I’ve had mixed feelings about Mother’s Day, and I’ve definitely had mixed feelings about writing about Mother’s Day. 

So, I guess this post is four Mother’s Days in waiting and I’m left asking, “do I really have anything to add?”

I remember an undergraduate professor reposting a poem she stumbled across while struggling through growing her family. It was one of the first times I read another’s words about infertility and could relate so deeply.

By this time, I had written brief thoughts down on my frustrations with not yet having a child. Some were scratched out on paper, others were typed into my phone. But they all had a common thread, I was struggling to find purpose in the pain I was feeling.

I think it’s difficult to sit in the pain of suffering and not know what purpose it serves.

 

Of course, at the time, I attempted to comfort myself with what I had been told was true, that God was using this time in my life to shape me and draw me to Him.

But did I believe it?

I don’t know. I don’t think I did. I did a lot to run away from Him and His people. I hid, sometimes literally, but most of the time figuratively.

I remember going to one of my first church services celebrating Mother’s Day, frustrated at the baby dedications.

Didn’t people know? Hadn’t they been exposed to the raw pain that celebrating new life inflicts on a day when women are collectively reminded of the pain of not having a child or of losing a mother?

I still find myself turning to writing when I’m processing. It might be a joyous occasion, it might be out of anticipation, it might be out of confusion, and it might be out of pain.

I wrote this short poem last year out of a mixture of all of those things. In the course of one week, a dear friend lost a pregnancy, another announced, and another delivered. My heart couldn’t process the pain and joy, so I wrote down what I could.


In one week we weep,
Rejoice,
And celebrate

Baby in the womb,
Baby in the womb,
Baby in the womb,

Help us to remember you,
Protect you,
Welcome you


As we celebrate the mothers who have shaped us, both in body and in spirit, and as we grieve the children lost, both in body and in spirit, let us remember, protect, and welcome.

This day is a joyous day to celebrate. This day is also a painful day to mourn with women.

Let us live in the spirit of Romans 12:15 and rejoice with those who are rejoicing. Let us also take time to weep with those who weep.

It can be easy to be on the side of rejoicing and fear causing pain towards those who are weeping. It can also be easy to be on the side of weeping and be bitter towards those who are rejoicing.

But in the middle, as we seek God for comfort and are present to help each other, we find this beauty: giving grace to others and receiving it in return.

As I reflect on the last four Mother’s Days, I can see how the Lord has used this time of infertility to mold me. He has softened my bitter heart, has strengthened my crippled spirit, and has restored my broken soul.

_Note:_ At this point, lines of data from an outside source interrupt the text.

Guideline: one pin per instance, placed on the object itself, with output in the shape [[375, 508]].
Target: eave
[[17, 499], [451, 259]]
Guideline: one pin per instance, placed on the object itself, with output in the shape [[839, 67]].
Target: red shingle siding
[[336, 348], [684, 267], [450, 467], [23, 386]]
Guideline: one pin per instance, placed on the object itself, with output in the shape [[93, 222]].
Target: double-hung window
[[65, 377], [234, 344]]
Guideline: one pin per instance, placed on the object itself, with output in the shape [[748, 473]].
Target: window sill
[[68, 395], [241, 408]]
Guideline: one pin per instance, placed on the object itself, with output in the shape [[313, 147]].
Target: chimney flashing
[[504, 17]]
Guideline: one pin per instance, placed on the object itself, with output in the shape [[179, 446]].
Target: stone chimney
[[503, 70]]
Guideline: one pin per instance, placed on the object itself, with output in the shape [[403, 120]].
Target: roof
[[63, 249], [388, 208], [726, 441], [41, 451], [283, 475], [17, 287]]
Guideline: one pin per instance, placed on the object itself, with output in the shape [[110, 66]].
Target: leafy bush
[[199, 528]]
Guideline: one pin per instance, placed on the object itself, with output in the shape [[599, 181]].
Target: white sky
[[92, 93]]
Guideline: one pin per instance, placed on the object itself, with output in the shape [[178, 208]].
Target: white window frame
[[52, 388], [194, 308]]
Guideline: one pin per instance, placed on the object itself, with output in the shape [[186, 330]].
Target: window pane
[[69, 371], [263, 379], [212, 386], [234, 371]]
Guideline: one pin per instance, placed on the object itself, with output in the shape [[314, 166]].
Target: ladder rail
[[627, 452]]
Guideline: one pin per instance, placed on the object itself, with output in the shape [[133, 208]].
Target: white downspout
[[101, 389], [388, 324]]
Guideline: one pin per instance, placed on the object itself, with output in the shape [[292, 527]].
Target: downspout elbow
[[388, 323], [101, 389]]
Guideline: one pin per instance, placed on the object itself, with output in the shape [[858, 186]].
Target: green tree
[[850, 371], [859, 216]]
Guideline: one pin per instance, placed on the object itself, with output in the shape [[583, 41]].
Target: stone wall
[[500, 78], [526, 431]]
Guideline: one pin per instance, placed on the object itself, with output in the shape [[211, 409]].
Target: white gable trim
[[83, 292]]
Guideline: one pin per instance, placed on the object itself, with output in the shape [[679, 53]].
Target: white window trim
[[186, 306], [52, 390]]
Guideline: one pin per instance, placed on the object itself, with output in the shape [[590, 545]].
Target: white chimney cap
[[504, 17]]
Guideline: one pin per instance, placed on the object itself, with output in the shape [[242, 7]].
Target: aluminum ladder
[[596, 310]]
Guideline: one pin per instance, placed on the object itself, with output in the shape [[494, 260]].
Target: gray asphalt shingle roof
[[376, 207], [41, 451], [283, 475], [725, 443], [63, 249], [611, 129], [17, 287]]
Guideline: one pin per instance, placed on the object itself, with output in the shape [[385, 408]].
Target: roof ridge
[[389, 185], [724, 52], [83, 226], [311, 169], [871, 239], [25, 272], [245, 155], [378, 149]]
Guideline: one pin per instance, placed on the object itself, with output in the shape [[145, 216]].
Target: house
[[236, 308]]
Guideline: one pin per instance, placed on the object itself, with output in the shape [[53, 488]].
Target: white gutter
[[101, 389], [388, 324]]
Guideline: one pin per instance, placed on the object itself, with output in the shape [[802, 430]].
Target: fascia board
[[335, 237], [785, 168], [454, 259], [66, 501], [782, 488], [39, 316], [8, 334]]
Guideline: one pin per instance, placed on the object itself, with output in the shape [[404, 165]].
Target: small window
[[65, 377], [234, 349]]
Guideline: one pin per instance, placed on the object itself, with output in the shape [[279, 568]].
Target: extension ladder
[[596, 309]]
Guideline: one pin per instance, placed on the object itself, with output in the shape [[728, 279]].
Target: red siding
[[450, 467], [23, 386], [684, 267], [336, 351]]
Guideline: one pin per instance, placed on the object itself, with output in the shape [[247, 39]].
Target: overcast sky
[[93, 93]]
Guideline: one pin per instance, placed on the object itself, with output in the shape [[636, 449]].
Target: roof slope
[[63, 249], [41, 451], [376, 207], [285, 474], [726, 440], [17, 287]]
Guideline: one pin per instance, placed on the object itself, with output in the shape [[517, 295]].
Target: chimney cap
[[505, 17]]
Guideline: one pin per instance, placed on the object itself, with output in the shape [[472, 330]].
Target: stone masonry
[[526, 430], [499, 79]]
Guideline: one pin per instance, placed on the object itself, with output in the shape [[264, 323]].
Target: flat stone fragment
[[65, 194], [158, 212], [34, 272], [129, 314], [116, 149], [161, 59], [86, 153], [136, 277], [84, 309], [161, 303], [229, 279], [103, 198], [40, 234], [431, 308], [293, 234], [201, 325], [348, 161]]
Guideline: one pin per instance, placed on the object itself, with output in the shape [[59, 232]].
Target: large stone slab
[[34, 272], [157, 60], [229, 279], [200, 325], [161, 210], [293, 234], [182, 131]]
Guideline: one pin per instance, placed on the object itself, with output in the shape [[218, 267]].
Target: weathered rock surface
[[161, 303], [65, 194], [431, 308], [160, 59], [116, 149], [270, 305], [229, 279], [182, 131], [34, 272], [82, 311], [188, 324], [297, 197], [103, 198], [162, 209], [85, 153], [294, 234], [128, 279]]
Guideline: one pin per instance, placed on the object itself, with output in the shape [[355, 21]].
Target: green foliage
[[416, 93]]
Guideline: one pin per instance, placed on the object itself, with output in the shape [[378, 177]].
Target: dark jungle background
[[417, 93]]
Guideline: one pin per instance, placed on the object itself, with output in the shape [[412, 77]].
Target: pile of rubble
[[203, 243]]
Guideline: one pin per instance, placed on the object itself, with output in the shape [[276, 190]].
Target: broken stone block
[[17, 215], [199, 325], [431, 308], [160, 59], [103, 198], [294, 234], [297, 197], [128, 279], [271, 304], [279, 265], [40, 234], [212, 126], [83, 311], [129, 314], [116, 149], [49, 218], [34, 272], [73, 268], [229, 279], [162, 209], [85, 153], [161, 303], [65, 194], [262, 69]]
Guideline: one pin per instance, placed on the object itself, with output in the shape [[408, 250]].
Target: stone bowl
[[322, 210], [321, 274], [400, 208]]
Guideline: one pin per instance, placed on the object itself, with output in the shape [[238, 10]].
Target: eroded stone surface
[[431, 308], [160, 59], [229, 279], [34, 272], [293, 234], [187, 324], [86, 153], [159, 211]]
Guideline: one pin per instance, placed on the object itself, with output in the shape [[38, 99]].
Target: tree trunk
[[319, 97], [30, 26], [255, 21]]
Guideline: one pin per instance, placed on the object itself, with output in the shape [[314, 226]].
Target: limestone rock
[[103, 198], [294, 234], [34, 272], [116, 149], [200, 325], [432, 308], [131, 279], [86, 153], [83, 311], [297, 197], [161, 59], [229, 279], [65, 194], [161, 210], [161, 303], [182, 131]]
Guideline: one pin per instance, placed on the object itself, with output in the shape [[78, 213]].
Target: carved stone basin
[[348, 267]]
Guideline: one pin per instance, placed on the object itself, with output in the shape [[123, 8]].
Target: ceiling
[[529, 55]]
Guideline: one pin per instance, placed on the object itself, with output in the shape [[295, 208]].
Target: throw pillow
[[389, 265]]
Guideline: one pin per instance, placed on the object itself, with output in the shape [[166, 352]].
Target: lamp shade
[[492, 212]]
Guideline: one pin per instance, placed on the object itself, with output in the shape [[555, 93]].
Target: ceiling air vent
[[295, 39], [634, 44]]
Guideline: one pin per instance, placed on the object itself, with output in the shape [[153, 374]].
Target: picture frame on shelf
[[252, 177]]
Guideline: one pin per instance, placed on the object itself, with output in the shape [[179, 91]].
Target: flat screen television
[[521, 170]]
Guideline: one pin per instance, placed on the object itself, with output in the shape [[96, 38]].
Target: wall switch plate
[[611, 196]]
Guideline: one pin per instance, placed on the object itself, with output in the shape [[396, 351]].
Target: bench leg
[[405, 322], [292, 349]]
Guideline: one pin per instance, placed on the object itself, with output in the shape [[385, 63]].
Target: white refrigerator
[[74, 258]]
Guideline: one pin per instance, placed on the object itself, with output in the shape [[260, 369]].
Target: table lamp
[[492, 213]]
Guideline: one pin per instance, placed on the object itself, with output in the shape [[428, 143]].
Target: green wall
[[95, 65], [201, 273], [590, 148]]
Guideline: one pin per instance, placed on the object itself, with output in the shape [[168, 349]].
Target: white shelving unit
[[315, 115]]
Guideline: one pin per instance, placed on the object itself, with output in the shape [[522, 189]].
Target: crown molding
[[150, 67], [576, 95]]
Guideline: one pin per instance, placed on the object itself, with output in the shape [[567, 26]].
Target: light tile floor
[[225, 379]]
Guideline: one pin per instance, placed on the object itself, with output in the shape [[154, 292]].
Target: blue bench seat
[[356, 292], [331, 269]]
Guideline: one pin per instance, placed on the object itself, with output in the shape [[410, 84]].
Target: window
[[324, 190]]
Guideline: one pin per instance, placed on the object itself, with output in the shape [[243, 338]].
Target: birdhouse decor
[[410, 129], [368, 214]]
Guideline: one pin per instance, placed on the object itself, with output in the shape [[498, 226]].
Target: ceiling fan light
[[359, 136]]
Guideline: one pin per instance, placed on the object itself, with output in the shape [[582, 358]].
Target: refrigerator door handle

I’m not sure where you are this Mother’s Day: maybe you’re an empty nester for the first year, maybe you’ve recently given birth, maybe you’re in a season of waiting, maybe you’re mourning the loss of your mother, or maybe you’re looking forward to the day you can actually rest from the busyness of children.

Wherever you are and whatever season your life, I pray your day is met with the grace, strength, and comfort of our God.